Мои хулиганы клялись честным пионерским, наперебой, и рожи у них были честнейшие.
- Вчера вечером тут старомагнитские парни ходили. Так если они что напрокудили, так мы их сами...
Это придумал Вовка Щербина.
- Какие старомагнитские? Что с ведрами ходили? - Это уже Зойка добавила. - Так они на Урал ушли, уже в потемках. Я напиться вышла, слышу - брякают ведра. Трое их или четверо.
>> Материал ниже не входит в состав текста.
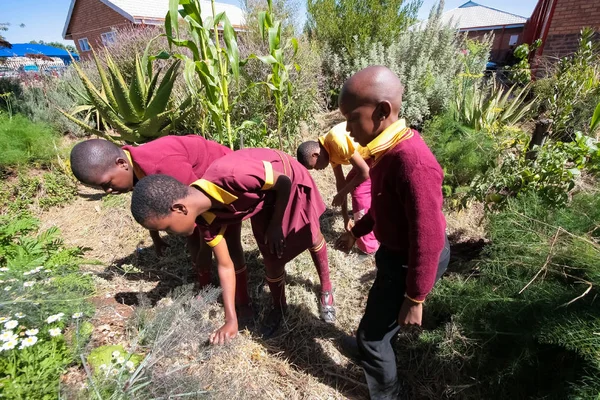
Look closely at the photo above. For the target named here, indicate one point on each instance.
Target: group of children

- Может, и старомагнитские, - поверил честной Зойкиной брехне управляющий.
- Ну, вот, а вы на нас. Мы ж так устали, что легли, как убитые. Нам рассказывают про графа Монте-Кристо, а мы спим. На самом интересном месте!
Ври да не завирайся, хотела я сказать Косте. Если он спал, то откуда узнал про самое интересное место в романе?
Но управляющему было не до бдительности, он поверил в появление старомагнитских. А ведра все были на месте.
Нормы нам не изменили. Утром бригадир осмотрел вчерашнюю работу, одобрил, записал перевыполнение. О происшествии никто не вспоминал. Мы вернулись домой с богатыми гостинцами. Прополка закончилась, всем нам выдали по два кольца "субтропической" колбасы, ее только что привезли, и она могла испортиться. Не пожалел управляющий и сахару, хлеба тоже выдал по полбуханки - больших. И по куску сала.
- Работали вы отлично, а это вам как зарплата. Майор сам велел наградить.
Майор к нам, действительно, приезжал, побеседовал, рассказал о положении на фронте. Фашистов наши гнали, поэтому ребятам лекция понравилась, и они очень дружно хлопали.
Теперь майор щедро наградил ребят.
- А про конфеты-то я забыл! - вернул нас, уже уходящих со всем барахлишком, управляющий. - Карамель! Целый ящик для вас. Тут рубить будем или доволокете домой?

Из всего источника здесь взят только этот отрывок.